Frederick Hollyer trained as an engraver, but moved to photography and was elected as a member of the Photographic Society of London in 1865. Initially known for creating cartes de visite Hollyer moved to Kensington in 1870 where famous painters such as Lord Leighton and G.F. Watts lived at the time. In addition to taking portraits, by the 1870s Hollyer became known for creating photographic reproductions of works by contemporary artists such as Rosetti, Watts, Burne-Jones, Solomon, and Leighton. These reproductions sold well and helped to popularize many artists and their works in exhibition catalogues and books and the Victoria and Albert Museum gave Hollyer permission to photograph and sell photographic copies of paintings in the collection [7].
Footnotes:
[1] Mary Watts, Catalogue of Works by G.F. Watts, p. 38.
[2] Veronica Franklin Gould, Hilary Underwood, and Richard Jeffries, “71. The Return of the Dove, oil, 1868-69.” The Vision of G F Watts (ed. Veronica Franklin Gould), page 75.

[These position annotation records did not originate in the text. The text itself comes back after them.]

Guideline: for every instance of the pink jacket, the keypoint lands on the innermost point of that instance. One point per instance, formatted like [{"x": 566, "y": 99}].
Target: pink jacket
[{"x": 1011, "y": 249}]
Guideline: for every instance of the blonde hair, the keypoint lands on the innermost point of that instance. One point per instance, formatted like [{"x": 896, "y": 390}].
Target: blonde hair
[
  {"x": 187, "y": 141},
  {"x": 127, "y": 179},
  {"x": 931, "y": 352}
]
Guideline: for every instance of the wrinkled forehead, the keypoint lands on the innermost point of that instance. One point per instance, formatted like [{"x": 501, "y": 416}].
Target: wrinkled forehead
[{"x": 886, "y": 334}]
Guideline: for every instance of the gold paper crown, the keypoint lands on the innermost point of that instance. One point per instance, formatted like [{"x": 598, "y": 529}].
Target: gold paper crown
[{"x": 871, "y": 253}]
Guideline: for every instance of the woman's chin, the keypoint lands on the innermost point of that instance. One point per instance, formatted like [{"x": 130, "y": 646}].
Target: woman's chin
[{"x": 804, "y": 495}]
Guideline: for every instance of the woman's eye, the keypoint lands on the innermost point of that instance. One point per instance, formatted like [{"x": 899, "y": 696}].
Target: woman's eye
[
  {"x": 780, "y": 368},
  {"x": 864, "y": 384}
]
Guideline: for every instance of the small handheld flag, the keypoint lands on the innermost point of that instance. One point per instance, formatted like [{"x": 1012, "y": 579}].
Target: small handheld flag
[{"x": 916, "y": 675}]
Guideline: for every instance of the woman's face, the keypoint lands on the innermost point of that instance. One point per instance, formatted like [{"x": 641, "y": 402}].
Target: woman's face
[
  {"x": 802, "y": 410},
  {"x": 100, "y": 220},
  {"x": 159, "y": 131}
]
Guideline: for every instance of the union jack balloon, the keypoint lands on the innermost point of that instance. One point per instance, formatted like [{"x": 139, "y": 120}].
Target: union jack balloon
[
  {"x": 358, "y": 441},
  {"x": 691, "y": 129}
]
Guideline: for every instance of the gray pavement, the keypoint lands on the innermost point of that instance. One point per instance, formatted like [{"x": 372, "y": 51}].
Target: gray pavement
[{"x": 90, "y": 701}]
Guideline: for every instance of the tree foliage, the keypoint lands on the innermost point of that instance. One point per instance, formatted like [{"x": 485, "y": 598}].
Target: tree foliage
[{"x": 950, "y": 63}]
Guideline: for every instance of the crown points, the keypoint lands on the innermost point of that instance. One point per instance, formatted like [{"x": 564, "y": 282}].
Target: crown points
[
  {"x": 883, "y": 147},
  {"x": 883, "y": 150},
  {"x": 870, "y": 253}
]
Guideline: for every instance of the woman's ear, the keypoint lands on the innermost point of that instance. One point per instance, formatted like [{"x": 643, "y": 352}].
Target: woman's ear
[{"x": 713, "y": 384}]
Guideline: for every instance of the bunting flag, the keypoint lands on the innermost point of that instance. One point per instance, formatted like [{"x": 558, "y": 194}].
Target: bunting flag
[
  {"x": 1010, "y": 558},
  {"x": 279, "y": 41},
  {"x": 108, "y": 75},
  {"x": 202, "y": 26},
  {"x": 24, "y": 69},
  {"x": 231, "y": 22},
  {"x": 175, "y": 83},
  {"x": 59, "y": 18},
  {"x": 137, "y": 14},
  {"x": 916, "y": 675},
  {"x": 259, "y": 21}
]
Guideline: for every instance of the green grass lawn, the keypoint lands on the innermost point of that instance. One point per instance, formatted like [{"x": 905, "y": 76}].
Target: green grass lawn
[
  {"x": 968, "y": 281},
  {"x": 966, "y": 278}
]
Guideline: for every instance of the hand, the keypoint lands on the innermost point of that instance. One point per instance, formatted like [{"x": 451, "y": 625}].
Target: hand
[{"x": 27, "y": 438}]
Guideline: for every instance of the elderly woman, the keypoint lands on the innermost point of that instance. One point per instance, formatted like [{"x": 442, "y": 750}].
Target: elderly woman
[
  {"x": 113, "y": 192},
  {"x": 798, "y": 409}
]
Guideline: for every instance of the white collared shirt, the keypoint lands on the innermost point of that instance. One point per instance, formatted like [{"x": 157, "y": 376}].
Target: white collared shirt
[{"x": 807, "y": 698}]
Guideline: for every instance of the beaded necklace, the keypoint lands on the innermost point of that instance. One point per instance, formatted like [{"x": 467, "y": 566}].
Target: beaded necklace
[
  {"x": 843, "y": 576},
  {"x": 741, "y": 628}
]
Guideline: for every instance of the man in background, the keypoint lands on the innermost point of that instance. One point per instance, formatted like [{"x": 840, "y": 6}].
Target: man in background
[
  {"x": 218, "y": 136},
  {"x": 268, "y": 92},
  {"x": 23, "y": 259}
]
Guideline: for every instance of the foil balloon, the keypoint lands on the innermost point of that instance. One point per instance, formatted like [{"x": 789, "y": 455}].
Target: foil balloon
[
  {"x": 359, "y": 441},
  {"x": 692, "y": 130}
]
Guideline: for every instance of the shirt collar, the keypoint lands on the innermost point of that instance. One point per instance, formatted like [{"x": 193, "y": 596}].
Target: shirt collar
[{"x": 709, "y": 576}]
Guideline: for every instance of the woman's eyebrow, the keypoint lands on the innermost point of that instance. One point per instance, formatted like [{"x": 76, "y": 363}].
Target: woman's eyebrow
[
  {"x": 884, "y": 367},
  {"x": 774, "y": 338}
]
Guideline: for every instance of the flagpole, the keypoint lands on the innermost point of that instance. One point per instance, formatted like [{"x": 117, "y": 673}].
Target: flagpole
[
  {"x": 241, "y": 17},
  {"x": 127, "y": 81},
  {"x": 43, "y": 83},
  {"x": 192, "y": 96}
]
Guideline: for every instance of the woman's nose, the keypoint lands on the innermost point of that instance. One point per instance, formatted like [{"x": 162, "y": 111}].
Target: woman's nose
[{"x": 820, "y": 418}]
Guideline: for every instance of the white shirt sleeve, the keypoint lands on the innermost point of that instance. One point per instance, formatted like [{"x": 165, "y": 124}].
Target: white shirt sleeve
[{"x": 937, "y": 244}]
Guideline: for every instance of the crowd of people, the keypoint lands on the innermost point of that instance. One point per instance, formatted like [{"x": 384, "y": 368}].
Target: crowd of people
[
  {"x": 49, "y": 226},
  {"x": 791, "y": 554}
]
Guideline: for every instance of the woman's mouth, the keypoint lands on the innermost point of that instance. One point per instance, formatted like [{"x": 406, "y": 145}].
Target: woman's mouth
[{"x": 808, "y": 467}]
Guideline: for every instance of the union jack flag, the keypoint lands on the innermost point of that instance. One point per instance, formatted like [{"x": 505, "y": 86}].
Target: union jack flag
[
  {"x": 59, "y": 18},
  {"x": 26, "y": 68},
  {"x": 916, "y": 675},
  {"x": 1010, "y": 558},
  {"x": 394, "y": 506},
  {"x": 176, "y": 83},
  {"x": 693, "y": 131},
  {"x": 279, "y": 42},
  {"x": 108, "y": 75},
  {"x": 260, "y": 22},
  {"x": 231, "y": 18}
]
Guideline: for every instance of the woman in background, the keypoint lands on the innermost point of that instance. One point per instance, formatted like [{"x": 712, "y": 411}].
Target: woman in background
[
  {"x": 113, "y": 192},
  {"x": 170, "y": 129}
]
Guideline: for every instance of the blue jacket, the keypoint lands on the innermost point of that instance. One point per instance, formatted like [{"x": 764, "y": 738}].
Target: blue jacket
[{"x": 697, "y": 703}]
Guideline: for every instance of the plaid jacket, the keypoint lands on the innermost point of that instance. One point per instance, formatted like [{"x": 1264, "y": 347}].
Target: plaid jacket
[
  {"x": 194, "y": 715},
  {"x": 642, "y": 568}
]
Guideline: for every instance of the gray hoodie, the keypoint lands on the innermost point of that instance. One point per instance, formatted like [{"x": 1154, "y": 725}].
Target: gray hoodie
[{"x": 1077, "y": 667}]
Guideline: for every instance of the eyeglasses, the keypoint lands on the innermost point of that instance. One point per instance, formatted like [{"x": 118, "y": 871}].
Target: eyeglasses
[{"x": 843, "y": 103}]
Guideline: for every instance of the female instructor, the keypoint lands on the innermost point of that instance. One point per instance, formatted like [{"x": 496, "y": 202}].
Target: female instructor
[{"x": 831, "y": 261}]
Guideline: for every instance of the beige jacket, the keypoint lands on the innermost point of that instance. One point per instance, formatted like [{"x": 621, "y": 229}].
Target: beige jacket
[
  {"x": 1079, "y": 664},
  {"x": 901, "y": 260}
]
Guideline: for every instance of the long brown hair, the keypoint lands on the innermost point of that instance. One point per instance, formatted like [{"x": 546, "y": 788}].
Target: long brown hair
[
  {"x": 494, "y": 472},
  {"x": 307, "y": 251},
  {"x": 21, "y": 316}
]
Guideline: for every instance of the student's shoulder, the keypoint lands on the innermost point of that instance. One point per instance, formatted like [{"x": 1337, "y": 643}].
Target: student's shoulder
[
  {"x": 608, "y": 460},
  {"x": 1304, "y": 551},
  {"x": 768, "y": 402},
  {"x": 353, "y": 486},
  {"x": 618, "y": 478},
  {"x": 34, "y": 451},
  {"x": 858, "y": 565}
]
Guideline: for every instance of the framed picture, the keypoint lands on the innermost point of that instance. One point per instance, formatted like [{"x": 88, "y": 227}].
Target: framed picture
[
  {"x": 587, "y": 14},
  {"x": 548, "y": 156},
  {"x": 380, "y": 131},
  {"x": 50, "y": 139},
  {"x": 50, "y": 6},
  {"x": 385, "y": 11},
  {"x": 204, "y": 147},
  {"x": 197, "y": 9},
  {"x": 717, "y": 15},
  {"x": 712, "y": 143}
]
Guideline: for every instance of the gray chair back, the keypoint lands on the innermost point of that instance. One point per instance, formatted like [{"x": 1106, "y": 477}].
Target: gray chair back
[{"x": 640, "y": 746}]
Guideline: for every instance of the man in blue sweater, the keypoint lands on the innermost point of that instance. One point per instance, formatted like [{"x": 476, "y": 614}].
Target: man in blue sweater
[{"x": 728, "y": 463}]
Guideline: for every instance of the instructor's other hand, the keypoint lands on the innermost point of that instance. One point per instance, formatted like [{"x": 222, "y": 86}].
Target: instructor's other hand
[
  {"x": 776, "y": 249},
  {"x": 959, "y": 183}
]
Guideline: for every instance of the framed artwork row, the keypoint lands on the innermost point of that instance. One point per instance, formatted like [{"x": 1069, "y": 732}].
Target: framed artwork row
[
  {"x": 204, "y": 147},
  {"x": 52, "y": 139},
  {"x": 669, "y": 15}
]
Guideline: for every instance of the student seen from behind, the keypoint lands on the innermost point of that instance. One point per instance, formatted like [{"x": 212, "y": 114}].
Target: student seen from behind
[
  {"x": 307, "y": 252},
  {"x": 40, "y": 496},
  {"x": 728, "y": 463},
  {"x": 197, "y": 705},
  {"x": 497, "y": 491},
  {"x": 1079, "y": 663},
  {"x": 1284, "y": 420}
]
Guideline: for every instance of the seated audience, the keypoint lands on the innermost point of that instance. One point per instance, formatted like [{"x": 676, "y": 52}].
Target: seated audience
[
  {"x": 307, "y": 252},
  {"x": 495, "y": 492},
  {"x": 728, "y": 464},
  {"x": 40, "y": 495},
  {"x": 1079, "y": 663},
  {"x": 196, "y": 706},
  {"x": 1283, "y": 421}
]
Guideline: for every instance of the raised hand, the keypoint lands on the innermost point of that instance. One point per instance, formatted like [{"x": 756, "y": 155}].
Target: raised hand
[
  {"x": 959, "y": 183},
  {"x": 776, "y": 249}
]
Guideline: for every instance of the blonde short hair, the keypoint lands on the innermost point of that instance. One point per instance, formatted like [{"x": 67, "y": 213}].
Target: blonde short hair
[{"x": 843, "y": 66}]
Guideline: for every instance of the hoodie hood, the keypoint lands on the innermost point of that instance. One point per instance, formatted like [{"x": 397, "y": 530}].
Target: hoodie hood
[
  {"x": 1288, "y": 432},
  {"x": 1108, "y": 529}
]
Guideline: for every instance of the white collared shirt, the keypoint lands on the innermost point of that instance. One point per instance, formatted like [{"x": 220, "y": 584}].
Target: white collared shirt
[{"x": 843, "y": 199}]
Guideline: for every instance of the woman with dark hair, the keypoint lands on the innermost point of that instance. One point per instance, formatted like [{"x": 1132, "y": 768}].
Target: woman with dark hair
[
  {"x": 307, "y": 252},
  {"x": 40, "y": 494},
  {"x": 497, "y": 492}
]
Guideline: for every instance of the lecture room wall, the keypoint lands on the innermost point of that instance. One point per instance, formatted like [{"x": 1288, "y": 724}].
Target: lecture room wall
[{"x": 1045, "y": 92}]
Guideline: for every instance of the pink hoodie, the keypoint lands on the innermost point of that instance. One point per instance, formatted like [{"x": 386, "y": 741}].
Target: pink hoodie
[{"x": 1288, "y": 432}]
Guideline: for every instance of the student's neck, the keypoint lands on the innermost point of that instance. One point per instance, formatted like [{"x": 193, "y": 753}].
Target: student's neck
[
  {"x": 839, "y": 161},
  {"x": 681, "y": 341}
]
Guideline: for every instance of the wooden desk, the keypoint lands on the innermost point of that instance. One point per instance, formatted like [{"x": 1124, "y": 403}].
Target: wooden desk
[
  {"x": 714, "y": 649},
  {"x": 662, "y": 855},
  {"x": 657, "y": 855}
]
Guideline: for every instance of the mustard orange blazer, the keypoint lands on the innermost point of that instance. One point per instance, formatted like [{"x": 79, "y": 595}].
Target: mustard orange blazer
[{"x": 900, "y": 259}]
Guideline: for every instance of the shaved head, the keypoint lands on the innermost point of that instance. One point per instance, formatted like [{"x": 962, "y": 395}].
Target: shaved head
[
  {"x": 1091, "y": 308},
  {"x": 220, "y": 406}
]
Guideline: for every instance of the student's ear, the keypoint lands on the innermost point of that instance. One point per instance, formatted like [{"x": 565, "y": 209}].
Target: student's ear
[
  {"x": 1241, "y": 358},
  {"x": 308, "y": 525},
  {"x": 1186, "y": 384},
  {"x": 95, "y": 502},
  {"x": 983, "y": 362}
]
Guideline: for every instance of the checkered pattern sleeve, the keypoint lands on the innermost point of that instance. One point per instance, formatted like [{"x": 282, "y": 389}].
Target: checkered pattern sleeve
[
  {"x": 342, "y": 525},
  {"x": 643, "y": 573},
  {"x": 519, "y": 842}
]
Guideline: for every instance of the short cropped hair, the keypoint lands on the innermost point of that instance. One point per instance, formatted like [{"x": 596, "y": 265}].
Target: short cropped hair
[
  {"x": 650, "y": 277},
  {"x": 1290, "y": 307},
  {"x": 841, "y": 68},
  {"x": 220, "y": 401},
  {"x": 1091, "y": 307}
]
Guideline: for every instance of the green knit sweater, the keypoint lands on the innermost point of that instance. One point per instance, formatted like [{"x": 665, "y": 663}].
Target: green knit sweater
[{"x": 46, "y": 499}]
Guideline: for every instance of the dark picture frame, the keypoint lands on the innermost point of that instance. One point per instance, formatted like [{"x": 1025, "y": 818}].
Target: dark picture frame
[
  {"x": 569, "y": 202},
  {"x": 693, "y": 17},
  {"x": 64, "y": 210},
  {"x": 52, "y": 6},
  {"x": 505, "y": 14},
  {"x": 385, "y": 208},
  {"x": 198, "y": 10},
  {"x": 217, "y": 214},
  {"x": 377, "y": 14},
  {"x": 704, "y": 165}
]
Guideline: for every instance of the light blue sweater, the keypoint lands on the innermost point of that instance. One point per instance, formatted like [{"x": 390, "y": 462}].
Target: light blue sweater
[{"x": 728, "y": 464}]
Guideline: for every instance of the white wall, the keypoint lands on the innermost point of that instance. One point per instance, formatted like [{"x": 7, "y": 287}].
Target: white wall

[3] Veronica Franklin Gould, Hilary Underwood, and Richard Jeffries, “71. The Return of the Dove, oil, 1868-69.” The Vision of G F Watts (ed. Veronica Franklin Gould), page 75.
[4] Hugh Macmillan, The Life-work of George Frederick Watts, R.A., page 152.
[5] John Ernest Phythian, George Frederick Watts, page 135, Veronica Franklin Gould, Hilary Underwood, and Richard Jeffries, “71. The Return of the Dove, oil, 1868-69.” The Vision of G F Watts (ed. Veronica Franklin Gould), page 75, Hugh Macmillan, The Life-work of George Frederick Watts, R.A., pages 150-154.
[6] See also Turner’s The Evening of the Deluge (c. 1843, NGA).
[7] Frederick Hollyer- Life and Work Accessed 23 February 2024.